Machine-Learning for Social Science Lab (MSSL)

MSSL is an institutional division of the Center for the Peace and Security Studies (cPASS).

The Machine Learning for Social Science Lab (MSSL) is dedicated specifically to the intersection of questions from the social sciences and methods from computer science and mathematics. MSSL will serve as a long term institutional home to data collection efforts and methodological tools that otherwise exist as informal, scattered, and temporary collaborations between individual scholars.

More about MSSL

Today, the social science and computer science communities share a wonderful problem. The ever decreasing cost of data collection and processing has made more data available on more subjects than ever before. At the same time, algorithms for making sense of that data have progressed faster than expected, with advances like deep neural networks quickly making machine reading, vision, and inference a reality. Meanwhile, the social sciences are becoming increasingly accepting of large scale computational approaches, but computational social science projects are still relatively isolated. Technically savvy social scientists constantly reinvent the wheel to solve a specific problem in their project and then move on without institutionalizing the capability for the next generation.

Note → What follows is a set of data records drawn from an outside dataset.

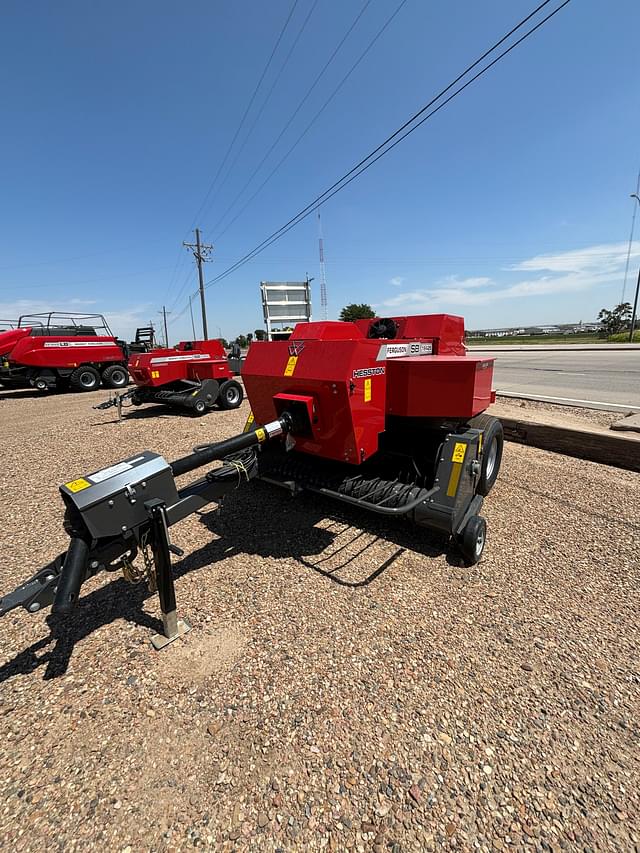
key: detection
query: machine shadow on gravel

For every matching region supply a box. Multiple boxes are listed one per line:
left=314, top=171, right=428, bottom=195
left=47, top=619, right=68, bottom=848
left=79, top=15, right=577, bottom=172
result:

What is needed is a concerted effort to institutionalize the skills, tools, and tricks we’re already developing in the social sciences and to turn the attention of our computer scientist colleagues to the specific problems we face in our domains.

Machine learning is a type of artificial intelligence that provides computers with the ability to learn without being explicitly programmed. Machine learning focuses on the development of computer programs that can change when exposed to new data. MSSL fills an institutional gap of providing instructional, technical, logistical, and financial support to fledgling machine learning projects. Further, it will fill an intellectual gap connecting the new generation of advanced data collection, mining, and machine learning capabilities to specific domains in the social sciences.

The mandate of the Machine Learning for Social Science Lab is to identify and institutionalize recent but mature technologies that could be quickly adapted to domain specific questions in the social sciences. To be concrete, here are just some of the projects already underway: (1) The creation and management of a centralized repository of unstructured text for mining, soon to include hundreds of millions of books, government documents, and news reports; (2) the creation of the Social Science Knowledge Inference Network (SSKI-Net), a domain specific knowledge graph of billions of people, places, and events throughout history; (3) a repository of satellite imagery and digitized military and political maps spanning centuries and geospatial data scraped from them; (4) a hub for social communications data such as twitter and cell phone calls, (5) the Very Wide Cross-National dataset of the Nuclear Age, compiling thousands of measures of countries in one place, (6) a web based graphical user interface for human tagging of events and concepts in unstructured texts, and much more.

Creating, managing, processing, and making available these resources to the community require advanced capabilities not typically found in a social science department. MSSL will handle outreach efforts which are already proving to be problematic under just the heading of Political Science, including negotiating memorandums of understanding for data sharing and collaboration with other labs, recruiting postdocs, graduate students, and undergraduates in other fields, and hiring programmers and other technical experts. It will provide a point of rallying for our own efforts and people in the social sciences for scholars and students whose interests include technological areas but aren’t recognized or served by the core social science methods. Finally, it will pursue grant writing and collaboration so that these capabilities can be expanded and made available over a long time horizon for future scholars.